Heavily inspired by Nicolas Winding Refn’s brilliant 2011 film, Drive, the game places you in the role of an animal mask-wearing hitman dubbed “Jacket.” At the beginning of each chapter, Jacket receives an anonymous phone call in which he is told to “pick up the laundry” or something similar — essentially code for “go to this location and massacre everyone there.”
Every location is stacked with enemies that will kill you with one hit. It takes some serious trial-and-error to develop a successful strategy for making it through each level. As such, Hotline Miami feels most like a puzzle game. You can’t just go in guns-a-blazin’ and expect to win. Every level requires meticulous thinking and quick reactions, because not everything will go as planned.
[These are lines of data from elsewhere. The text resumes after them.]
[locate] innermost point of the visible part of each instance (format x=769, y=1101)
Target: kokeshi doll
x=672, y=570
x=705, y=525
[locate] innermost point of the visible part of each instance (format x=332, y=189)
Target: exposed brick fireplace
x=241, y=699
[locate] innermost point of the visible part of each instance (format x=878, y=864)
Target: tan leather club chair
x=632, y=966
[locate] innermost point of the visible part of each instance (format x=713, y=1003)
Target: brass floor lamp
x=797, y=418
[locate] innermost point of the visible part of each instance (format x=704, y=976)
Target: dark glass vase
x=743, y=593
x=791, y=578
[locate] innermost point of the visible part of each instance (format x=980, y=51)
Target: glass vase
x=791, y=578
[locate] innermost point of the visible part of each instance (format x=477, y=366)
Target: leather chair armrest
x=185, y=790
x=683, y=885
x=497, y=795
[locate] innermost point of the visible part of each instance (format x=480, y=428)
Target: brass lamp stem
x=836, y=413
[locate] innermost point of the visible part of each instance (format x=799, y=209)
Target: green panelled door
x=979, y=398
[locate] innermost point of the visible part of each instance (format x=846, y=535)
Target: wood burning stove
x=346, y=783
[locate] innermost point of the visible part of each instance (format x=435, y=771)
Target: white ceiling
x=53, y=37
Before each chapter, Jacket is given the option to select a new animal mask. Each mask has its own perk (i.e. increased ammo, one shot doesn’t kill, etc.), and using the right one is crucial to succeed. There are a number of weapons in each level, most of which can be picked up after killing an enemy. Guns are a popular choice, obviously best for long-range targets, but there are a number of melee weapons (i.e. baseball bats, machetes) that can be used for up-close brawls.
Deaths in this game aren’t pretty. Enemies fall down in a pool of their own blood, with body parts often flying aross the room. Hotline Miami doesn’t glorify violence, however — it makes you question just what the hell you’re doing. After successfully wiping out everyone in a chapter, the game forces Jacket to walk back through every area, observing the carnage he has created. It feels like a punishment for following through with these anonymous jobs. Who is calling in these requests, and why is Jacket accepting them?
At times, the violence can get to be too much, and I found myself needing to take a break much more often than usual. Chapters are quick, intense affairs, and they require extreme precision. It’s a physically and mentally demanding experience, but the well-refined gameplay kept me coming back for more.
It also helps that Hotline Miami is undeniably stylish. The top-down view shows off its gorgeously retro pixelated graphics, and the 80s setting lends way to some sizzling neon colors. The soundtrack is also a perfect fit for the on-screen action, and the music is very, very similar to that found in Drive (whose soundtrack I included in my top 25 albums of 2011). Seriously, the music is amazing, and the intense gameplay really feeds off the frenetic energy the tunes provide. In an awesome moment of generosity, the soundtrack can even be listened to in its entirety online.
There has been a lot of buzz surrounding Hotline Miami, and all of it has been deserved. Quite frankly, there isn’t another game like this.